As to Mr A’s lawyers, Mr Justice Supperstone accepted that the lawyers had the concerns they expressed and that he should have regard to their subjective concerns. However, he observed that the criticisms Lawyer 1 made of Mr A’s trial were, one would assume, the same criticisms that he and Lawyer 2 made on Mr A’s behalf when appealing for a rehearing and to the Supreme Court against the decision refusing a rehearing. It was therefore not clear why the statements made by Lawyer 1 in these proceedings should have the consequences he feared. The judge noted that the disciplinary proceedings had been taken not by the authorities in the non-EEA country but by the Bar Association, the lawyers’ professional regulatory body. Since the July hearing Lawyer 1 had been contacted by the Bar Association and warned that he might face further disciplinary proceedings or even disbarment, but this followed Lawyer 1’s emergency application to the European Court of Human Rights in connection with Mr A’s treatment and detention and Mr A’s sister publishing an open letter to the authorities highlighting the oppressive conditions in which Mr A was being held. The non-EEA country as respondent to the Strasbourg application would know of that application filed by Lawyer 1. The judge accepted that the evidence of prison conditions and mistreatment of inmates was a matter of considerable concern, but was not persuaded that the treatment of Mr A was likely to worsen as a consequence of the authorities learning of the evidence in these proceedings, nor that there was evidence to support the contention that any action that might be taken against Mr A’s lawyers would lead to their detention by the non-EEA authorities.

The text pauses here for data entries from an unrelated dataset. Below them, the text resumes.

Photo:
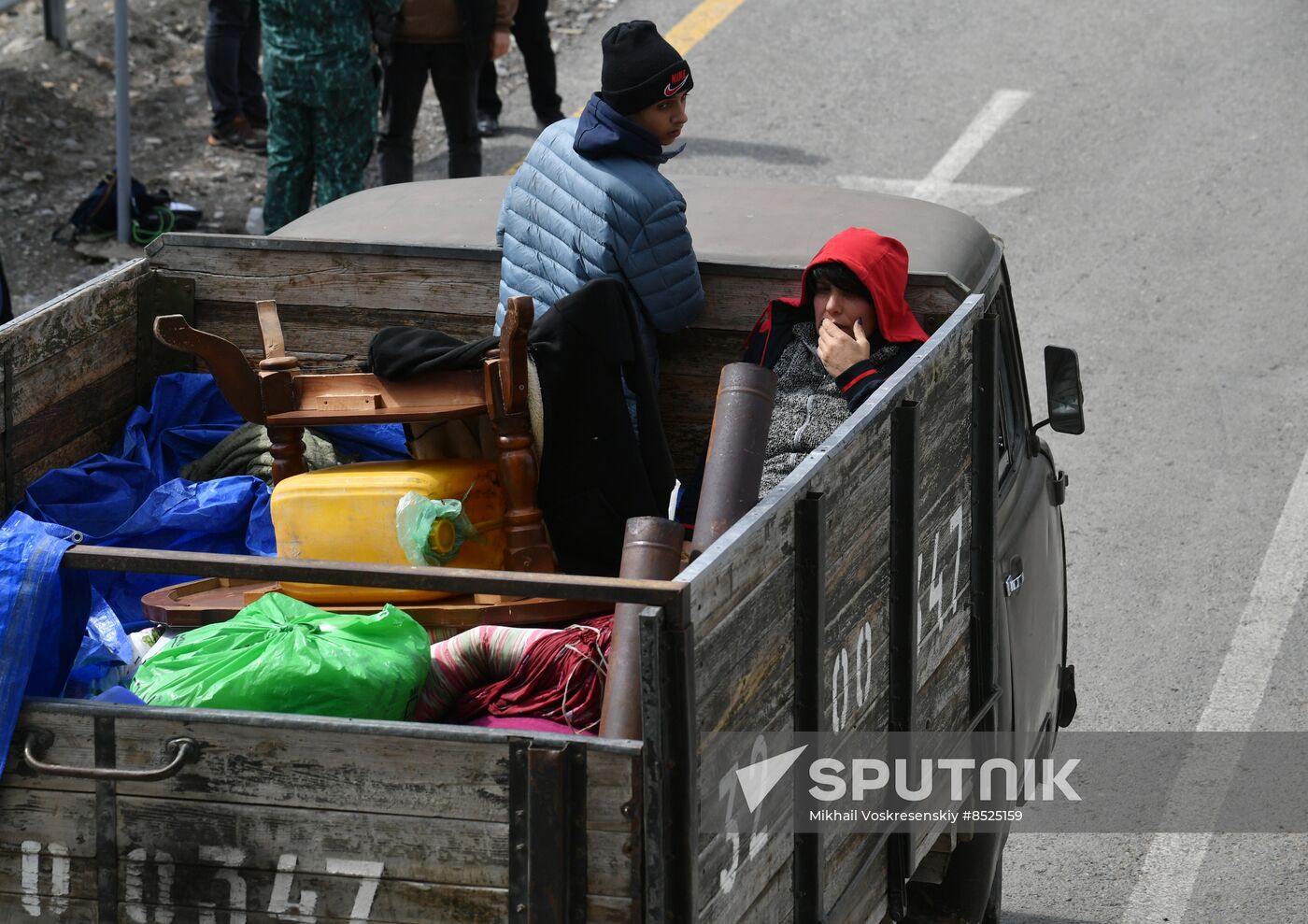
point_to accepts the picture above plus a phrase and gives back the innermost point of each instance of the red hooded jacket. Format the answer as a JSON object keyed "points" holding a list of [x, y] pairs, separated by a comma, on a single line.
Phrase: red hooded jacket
{"points": [[880, 263]]}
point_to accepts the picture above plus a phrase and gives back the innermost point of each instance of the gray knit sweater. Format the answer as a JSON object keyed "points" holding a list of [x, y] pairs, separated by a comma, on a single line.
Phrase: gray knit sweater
{"points": [[808, 407]]}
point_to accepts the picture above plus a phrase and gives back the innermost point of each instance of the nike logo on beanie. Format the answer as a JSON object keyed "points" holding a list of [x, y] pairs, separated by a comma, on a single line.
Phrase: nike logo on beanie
{"points": [[676, 81]]}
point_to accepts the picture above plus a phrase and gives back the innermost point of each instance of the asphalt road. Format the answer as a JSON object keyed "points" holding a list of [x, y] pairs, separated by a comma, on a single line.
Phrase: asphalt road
{"points": [[1147, 172]]}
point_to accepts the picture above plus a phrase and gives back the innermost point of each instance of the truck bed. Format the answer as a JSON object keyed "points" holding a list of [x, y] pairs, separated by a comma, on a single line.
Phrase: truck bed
{"points": [[339, 819]]}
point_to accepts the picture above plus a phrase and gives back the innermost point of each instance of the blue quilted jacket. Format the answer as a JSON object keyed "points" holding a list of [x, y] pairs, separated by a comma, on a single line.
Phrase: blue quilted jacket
{"points": [[589, 202]]}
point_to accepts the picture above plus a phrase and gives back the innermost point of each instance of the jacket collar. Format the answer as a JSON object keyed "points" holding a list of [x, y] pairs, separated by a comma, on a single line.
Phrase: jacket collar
{"points": [[604, 131]]}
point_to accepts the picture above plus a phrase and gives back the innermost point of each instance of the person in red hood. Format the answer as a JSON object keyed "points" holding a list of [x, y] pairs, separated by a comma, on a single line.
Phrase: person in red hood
{"points": [[834, 345]]}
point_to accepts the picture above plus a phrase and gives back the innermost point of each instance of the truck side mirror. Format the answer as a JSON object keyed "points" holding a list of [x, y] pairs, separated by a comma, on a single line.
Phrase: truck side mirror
{"points": [[1062, 385]]}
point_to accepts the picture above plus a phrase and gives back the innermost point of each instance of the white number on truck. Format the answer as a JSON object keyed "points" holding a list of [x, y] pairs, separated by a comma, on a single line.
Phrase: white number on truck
{"points": [[229, 860], [935, 603], [134, 888], [59, 875], [852, 669]]}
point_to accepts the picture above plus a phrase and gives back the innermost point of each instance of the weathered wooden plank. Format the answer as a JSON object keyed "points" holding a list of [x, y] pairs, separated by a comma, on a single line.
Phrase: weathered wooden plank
{"points": [[74, 317], [46, 816], [95, 440], [62, 421], [327, 338], [738, 851], [378, 774], [46, 910], [775, 903], [71, 744], [82, 364], [428, 904], [444, 851], [340, 279], [363, 894], [945, 696]]}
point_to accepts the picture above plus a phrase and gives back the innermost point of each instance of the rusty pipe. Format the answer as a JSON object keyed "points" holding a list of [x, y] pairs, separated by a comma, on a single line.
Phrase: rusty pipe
{"points": [[651, 550], [734, 466]]}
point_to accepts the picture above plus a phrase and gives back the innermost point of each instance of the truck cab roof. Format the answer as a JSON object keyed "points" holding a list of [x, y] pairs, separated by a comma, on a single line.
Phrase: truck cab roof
{"points": [[734, 221]]}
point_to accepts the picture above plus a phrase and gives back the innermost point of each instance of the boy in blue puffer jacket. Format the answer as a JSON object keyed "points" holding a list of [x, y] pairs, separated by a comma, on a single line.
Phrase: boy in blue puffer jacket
{"points": [[589, 201]]}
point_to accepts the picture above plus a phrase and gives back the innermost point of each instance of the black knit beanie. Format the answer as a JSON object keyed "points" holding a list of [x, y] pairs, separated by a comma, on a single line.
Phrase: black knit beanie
{"points": [[640, 67]]}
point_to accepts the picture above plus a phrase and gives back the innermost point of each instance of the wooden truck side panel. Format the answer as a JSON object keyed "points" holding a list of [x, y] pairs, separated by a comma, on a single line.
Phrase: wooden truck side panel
{"points": [[333, 297], [275, 787], [284, 815], [69, 377], [743, 611]]}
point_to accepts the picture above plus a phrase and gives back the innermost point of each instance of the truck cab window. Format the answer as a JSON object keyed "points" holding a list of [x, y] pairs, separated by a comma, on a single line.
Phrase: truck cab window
{"points": [[1011, 419]]}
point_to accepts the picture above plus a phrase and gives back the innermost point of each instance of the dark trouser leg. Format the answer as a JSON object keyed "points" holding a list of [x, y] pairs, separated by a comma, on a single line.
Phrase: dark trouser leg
{"points": [[402, 98], [229, 22], [532, 32], [248, 68], [488, 100], [344, 144], [291, 163], [454, 69]]}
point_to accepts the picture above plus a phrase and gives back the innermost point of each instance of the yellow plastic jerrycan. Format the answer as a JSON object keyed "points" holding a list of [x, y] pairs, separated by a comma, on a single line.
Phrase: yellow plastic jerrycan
{"points": [[347, 513]]}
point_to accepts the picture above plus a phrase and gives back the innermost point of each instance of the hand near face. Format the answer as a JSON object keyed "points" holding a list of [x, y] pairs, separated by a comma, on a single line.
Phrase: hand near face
{"points": [[837, 349]]}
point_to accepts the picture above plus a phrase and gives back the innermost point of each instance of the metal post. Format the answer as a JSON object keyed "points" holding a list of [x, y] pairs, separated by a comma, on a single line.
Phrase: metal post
{"points": [[55, 15], [651, 548], [736, 443], [121, 126]]}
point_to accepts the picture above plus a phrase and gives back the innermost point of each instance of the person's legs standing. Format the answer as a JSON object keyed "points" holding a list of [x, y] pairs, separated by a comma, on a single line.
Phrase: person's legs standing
{"points": [[249, 81], [532, 33], [291, 162], [344, 141], [454, 69], [488, 100], [229, 22], [402, 97]]}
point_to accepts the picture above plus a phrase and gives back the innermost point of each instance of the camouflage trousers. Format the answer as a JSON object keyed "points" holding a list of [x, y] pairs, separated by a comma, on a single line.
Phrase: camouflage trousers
{"points": [[310, 144]]}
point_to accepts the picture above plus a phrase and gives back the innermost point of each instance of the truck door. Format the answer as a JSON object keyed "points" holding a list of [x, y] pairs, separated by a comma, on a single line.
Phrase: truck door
{"points": [[1029, 550]]}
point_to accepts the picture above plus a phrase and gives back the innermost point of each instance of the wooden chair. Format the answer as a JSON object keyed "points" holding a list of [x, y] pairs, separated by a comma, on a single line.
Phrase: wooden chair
{"points": [[287, 401]]}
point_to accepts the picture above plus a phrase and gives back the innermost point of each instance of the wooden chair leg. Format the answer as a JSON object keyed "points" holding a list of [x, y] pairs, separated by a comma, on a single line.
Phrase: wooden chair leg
{"points": [[523, 521], [288, 451]]}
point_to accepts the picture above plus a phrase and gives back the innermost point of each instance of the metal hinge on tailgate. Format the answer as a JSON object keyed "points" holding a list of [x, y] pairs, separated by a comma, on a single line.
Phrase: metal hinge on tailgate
{"points": [[1059, 487], [160, 294]]}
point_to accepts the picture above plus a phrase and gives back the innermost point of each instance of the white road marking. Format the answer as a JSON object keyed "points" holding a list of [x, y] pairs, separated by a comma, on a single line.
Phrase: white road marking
{"points": [[1171, 868], [938, 185]]}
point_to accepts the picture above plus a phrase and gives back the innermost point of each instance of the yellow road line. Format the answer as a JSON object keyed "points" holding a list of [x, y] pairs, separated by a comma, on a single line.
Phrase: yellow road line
{"points": [[699, 22], [683, 36]]}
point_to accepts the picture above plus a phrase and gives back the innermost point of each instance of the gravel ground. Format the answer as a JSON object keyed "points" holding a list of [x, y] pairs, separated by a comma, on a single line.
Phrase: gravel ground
{"points": [[56, 128]]}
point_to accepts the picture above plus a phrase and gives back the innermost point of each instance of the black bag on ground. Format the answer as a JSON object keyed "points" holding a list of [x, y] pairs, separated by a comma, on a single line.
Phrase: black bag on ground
{"points": [[153, 214]]}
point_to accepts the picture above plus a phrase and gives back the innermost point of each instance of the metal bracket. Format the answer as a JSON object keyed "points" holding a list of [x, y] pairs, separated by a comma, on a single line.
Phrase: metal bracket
{"points": [[1059, 486], [547, 834], [156, 296]]}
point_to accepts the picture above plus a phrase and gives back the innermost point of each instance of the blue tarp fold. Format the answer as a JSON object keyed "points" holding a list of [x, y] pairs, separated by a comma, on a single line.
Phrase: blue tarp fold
{"points": [[131, 498]]}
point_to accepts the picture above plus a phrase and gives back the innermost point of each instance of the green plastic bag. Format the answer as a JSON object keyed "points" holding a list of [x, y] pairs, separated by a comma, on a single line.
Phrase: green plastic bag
{"points": [[280, 655], [431, 531]]}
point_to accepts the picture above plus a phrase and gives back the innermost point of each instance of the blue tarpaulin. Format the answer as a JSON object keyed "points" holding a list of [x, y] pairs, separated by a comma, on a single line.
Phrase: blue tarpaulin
{"points": [[133, 498]]}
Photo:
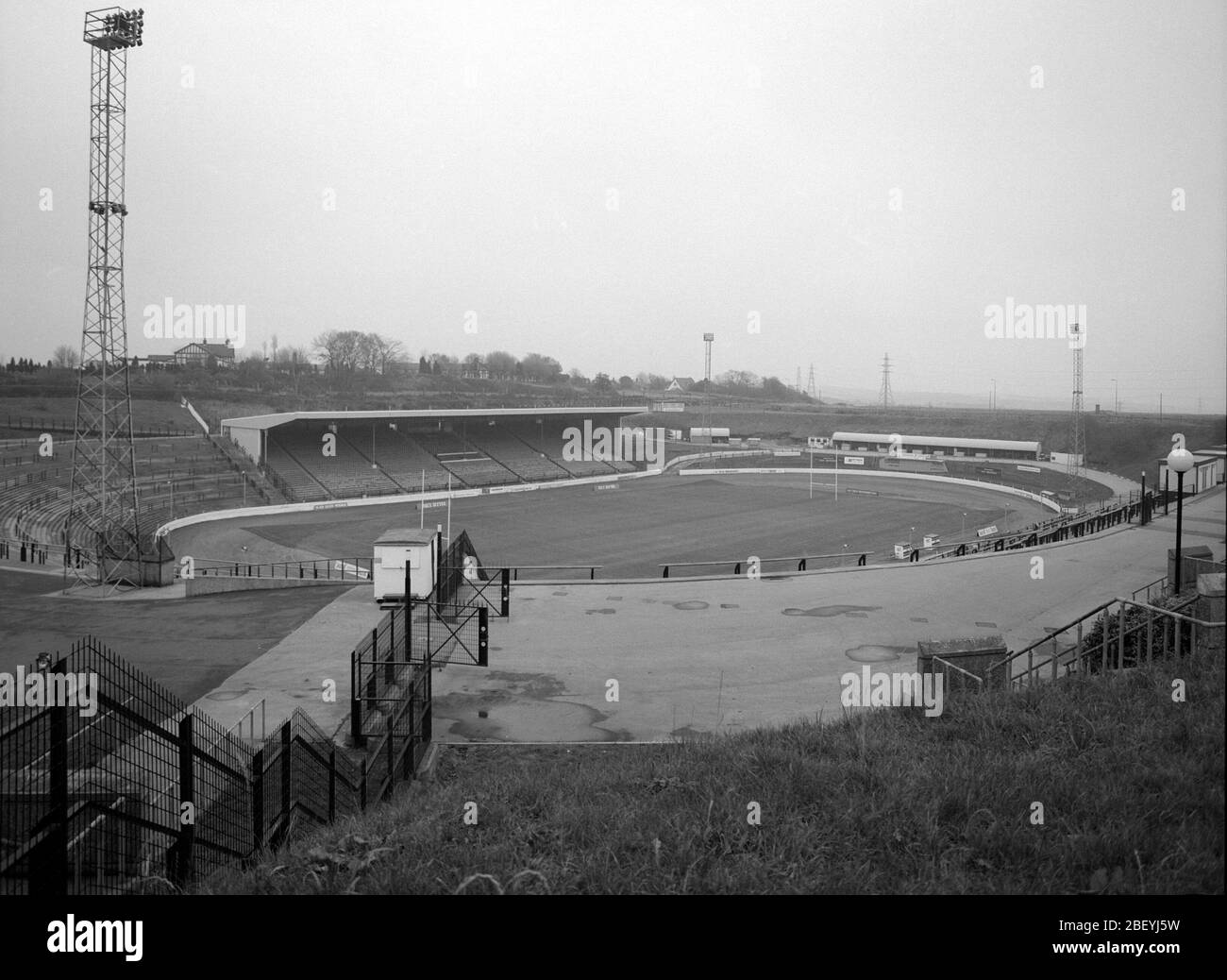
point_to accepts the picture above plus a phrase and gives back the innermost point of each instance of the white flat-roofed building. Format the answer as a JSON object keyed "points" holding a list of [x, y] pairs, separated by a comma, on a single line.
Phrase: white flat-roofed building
{"points": [[939, 446]]}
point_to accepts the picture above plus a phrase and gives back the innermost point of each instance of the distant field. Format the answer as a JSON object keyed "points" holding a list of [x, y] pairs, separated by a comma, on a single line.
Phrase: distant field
{"points": [[1117, 444], [632, 531], [147, 414]]}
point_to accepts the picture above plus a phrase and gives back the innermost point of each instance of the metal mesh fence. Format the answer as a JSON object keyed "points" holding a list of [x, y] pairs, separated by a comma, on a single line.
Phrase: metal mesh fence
{"points": [[109, 784]]}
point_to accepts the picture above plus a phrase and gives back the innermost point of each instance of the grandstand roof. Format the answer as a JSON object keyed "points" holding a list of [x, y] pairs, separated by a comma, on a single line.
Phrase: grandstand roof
{"points": [[281, 417], [982, 444]]}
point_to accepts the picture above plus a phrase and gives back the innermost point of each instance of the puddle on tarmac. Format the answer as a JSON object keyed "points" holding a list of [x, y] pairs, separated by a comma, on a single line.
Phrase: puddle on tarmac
{"points": [[822, 612], [876, 653]]}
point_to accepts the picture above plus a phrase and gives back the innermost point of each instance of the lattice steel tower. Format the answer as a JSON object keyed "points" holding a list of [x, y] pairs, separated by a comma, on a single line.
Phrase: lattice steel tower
{"points": [[883, 393], [1078, 431], [102, 511], [707, 384]]}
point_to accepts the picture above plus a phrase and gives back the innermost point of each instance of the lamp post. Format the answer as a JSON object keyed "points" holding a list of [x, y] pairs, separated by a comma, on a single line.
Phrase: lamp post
{"points": [[1181, 462]]}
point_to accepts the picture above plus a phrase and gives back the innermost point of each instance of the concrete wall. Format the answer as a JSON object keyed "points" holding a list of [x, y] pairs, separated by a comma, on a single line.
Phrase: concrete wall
{"points": [[212, 584], [851, 472]]}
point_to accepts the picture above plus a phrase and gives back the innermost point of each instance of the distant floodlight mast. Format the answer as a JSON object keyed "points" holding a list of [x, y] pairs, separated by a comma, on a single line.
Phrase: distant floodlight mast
{"points": [[102, 532], [707, 386]]}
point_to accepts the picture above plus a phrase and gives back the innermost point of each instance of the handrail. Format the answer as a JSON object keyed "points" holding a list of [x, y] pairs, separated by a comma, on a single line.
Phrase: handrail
{"points": [[1172, 613], [860, 556]]}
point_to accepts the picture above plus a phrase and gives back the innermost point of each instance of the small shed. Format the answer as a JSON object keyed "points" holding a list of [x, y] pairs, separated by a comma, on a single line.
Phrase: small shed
{"points": [[399, 548]]}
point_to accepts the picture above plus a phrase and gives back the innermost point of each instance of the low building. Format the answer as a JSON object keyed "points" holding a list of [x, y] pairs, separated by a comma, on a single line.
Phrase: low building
{"points": [[1206, 472], [952, 446]]}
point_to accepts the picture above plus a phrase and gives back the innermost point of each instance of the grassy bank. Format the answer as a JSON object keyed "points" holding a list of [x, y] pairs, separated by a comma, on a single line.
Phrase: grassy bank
{"points": [[1132, 787]]}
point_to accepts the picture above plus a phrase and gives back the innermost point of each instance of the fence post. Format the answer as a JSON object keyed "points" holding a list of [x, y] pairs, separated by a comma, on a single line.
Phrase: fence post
{"points": [[286, 772], [1103, 641], [258, 800], [392, 759], [182, 850], [49, 870], [331, 785], [356, 698], [482, 636]]}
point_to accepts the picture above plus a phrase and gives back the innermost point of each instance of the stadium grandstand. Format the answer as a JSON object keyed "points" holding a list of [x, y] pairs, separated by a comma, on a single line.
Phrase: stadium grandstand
{"points": [[980, 448], [175, 476], [375, 453]]}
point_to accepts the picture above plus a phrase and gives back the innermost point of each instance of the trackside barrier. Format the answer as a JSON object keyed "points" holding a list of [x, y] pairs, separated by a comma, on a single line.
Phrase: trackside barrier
{"points": [[336, 568], [801, 562], [1116, 634], [518, 568]]}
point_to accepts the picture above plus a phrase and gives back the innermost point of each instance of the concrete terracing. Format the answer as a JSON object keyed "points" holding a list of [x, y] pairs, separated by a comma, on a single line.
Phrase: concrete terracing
{"points": [[698, 656]]}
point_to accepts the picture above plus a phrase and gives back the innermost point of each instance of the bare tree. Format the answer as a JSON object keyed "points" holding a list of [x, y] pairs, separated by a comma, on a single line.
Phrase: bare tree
{"points": [[64, 356]]}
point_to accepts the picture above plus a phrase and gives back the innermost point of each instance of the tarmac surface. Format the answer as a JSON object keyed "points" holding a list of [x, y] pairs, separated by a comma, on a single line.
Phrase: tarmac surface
{"points": [[718, 653]]}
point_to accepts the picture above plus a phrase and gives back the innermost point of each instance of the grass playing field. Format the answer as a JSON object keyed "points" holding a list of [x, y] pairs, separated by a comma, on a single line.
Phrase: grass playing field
{"points": [[630, 532]]}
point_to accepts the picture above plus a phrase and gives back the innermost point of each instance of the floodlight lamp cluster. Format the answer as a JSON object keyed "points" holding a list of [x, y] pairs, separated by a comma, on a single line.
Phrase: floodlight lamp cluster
{"points": [[114, 28]]}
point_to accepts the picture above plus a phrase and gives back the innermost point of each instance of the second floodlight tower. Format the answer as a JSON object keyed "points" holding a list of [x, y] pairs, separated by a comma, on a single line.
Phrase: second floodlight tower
{"points": [[102, 530]]}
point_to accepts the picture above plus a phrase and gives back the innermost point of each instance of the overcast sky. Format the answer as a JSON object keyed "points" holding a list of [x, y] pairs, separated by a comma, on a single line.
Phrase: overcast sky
{"points": [[604, 182]]}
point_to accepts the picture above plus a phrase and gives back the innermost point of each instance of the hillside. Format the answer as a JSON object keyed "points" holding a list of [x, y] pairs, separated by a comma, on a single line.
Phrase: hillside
{"points": [[883, 803]]}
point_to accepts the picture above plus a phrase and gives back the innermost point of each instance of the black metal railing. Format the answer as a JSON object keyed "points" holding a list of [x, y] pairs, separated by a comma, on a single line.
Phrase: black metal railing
{"points": [[117, 786]]}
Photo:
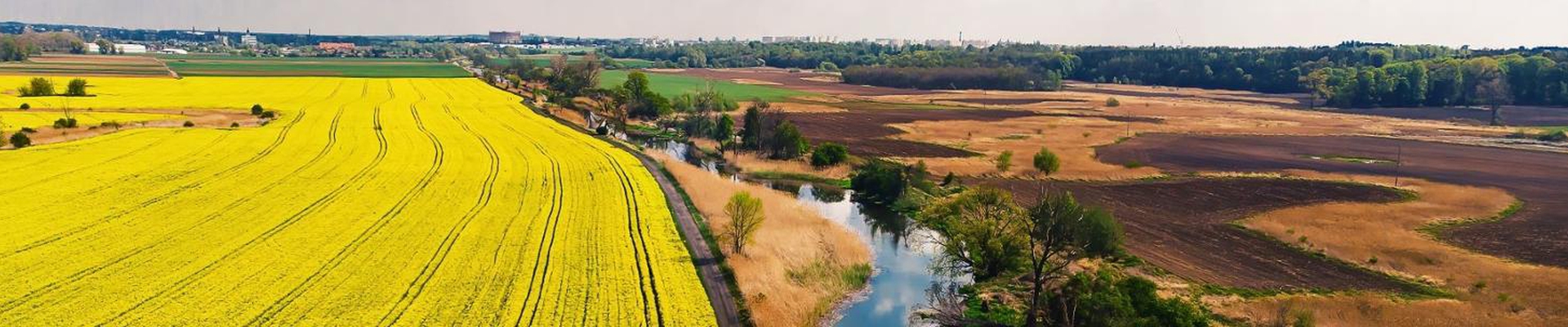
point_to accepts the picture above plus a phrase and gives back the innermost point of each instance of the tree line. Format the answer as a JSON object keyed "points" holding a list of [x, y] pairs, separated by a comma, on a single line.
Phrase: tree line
{"points": [[1388, 71], [1443, 82]]}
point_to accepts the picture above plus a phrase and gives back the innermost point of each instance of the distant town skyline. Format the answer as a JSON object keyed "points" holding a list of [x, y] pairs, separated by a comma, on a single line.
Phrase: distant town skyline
{"points": [[1111, 22]]}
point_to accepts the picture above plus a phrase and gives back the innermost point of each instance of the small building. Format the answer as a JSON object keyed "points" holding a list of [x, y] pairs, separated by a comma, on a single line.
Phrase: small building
{"points": [[506, 37], [336, 47]]}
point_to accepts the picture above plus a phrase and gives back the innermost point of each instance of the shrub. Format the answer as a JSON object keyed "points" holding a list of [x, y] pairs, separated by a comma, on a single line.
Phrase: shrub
{"points": [[78, 87], [1004, 161], [38, 87], [1046, 161], [828, 155], [879, 181], [20, 141]]}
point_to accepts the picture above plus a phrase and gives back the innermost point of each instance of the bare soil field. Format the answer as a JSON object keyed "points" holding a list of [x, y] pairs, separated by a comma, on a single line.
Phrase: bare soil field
{"points": [[88, 66], [1005, 101], [1184, 226], [1512, 115], [1535, 233], [1286, 101], [800, 81], [866, 132]]}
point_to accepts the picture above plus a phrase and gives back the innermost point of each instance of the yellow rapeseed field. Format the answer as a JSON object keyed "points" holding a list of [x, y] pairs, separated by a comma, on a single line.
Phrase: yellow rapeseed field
{"points": [[368, 202]]}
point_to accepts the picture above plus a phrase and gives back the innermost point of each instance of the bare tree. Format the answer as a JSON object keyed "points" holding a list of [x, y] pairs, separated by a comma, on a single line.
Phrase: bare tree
{"points": [[1062, 231], [745, 217]]}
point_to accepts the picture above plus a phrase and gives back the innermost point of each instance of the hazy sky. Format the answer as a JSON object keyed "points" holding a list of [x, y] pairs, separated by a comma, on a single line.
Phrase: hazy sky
{"points": [[1196, 22]]}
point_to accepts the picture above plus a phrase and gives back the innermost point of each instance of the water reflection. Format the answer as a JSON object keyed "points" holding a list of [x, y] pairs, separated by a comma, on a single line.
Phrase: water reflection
{"points": [[902, 250]]}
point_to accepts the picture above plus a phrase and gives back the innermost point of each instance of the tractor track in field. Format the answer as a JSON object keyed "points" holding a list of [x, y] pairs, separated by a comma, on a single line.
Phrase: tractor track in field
{"points": [[634, 214], [342, 253], [52, 178], [436, 163], [552, 222], [278, 228], [78, 275], [253, 159], [436, 260], [511, 280], [265, 151]]}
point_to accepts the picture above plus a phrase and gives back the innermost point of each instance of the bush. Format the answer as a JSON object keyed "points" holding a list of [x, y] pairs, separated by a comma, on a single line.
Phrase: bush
{"points": [[78, 87], [20, 141], [1046, 161], [828, 155], [879, 181], [38, 87]]}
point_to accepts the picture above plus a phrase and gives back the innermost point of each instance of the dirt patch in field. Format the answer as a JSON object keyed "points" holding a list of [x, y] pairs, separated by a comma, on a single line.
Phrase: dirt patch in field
{"points": [[1184, 226], [1534, 235], [991, 101], [800, 81], [866, 132], [198, 119], [1285, 101]]}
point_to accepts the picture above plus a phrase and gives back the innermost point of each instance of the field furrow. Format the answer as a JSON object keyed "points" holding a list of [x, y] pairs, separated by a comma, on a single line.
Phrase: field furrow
{"points": [[391, 202]]}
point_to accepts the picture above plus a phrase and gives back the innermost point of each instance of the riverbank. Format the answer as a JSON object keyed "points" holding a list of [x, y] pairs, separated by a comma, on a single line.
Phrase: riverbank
{"points": [[800, 263]]}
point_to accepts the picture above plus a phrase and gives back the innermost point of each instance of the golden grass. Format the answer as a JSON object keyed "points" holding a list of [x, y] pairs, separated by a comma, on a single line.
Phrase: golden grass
{"points": [[792, 240], [1490, 291]]}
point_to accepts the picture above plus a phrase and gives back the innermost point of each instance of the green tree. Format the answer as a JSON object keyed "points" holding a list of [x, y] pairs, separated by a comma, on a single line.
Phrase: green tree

Mr Justice Supperstone referred to press reports in the non-EEA country relating to the July hearing and Mr and Mrs A’s involvement in these proceedings. He considered that from the content of those reports the authorities in the non-EEA country would have little reason to doubt that there were court proceedings in the United Kingdom relating to assets of Mr and Mrs A. He held that in the light of the facts now known to him he was not satisfied that there should be any derogation from open justice. The public interest in publishing a full report of the proceedings outweighed any concerns that the respondent might have about herself or her husband. He did not consider that any anonymity order was necessary in the interests of the respondent, her husband or his lawyers. In short, the anonymity order was discharged because the public interest in open justice and understanding how Unexplained Wealth Orders operate outweighed the unsubstantiated concerns about potential consequences of identification for the individuals involved.